At top, the bell includes a circular loop that would have allowed it to be worn or suspended. The majority of the bell is constituted by a resonator, an open chamber that at one time may have contained a free-floating clapper made of metal, stone, or ceramic, but which has not preserved. The clapper would have helped produce sound by hitting the resonator’s walls. Of course, the bell is also capable of making sound by striking other bells or objects. Approximately two-thirds of the resonator has a ridged appearance, while the lower third is relatively plain. There are a few important design motifs. First, there are four curved, zigzag motifs evenly spaced and oriented vertically around the bell on the ridged part of the resonator. There is a similar curved, zigzag motif, oriented horizontally, on either face of the resonator’s plain lower third. A plain, horizontal band of metal divides the ridged part from the plain part on the obverse and reverse. Finally, the outer edges of the resonator’s opening also show plain bands of metal.

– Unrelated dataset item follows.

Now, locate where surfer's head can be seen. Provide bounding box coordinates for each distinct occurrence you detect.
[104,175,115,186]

The entire bell was originally designed in wax likely over a ceramic core. (For more on lost-wax casting, please see Metropolitan Museum of Art 2008.569.13a, b.) The artists designed the upper two-thirds of the resonator by carefully joining around 30 circular threads of wax, wrapping them around the core. The joins could be made by applying light pressure to the connecting areas. The overall appearance is wirework, or filigree, but this effect was actually achieved in shaping wax and then casting the metal, rather than working with metal wire. The metalworkers attached the base of these 30 threads to two curved sheets of wax, forming the lower third of the resonator. Finally the artists applied additional threads of wax to the model in order to form the loop at top, the six zigzag motifs, and the plain bands. The addition of this last feature helped to reinforce certain areas, such as a join or edges. After casting, the ceramic core was removed. Whether a clapper was originally cast with the bell is uncertain. If it was, then it was likely pre-made and inserted into the ceramic core and then freed up to move around the resonator when the core was taken out. Metallographic studies of similar bells (Hosler 1994, 135, fig. 5.3) have indicated that they are usually cast as one piece. Thus, the loop at top was likely part of the original wax model and was cast with the rest of the bell.


The bell presently has a black color over much of its surface, which may relate to a natural corrosion product. There is also a tan color in certain areas, especially in the crevices in the ridged area on the resonator. This likely relates to soil from the bell’s place of deposition. At some point in the object’s itinerary, it was highly polished—the zigzag motifs have a notable luster.


For producing this bell, there would have been a range of metal sources available to metalworkers in West Mexico and the Valley of Mexico (García 2016, fig. 9; Hosler 2014, fig. 14.10; Schulze 2008, 433-38). Copper is plentiful in the form of copper oxides, sulfides, and carbonates. Arsenic may be found as arsenopyrite, which tends to be associated with chalcopyrite, a source of copper. Lead can appear on its own or as part of compound minerals. Finally, tin is the most restricted of these four in its distribution, typically only being found in the Central Plateau.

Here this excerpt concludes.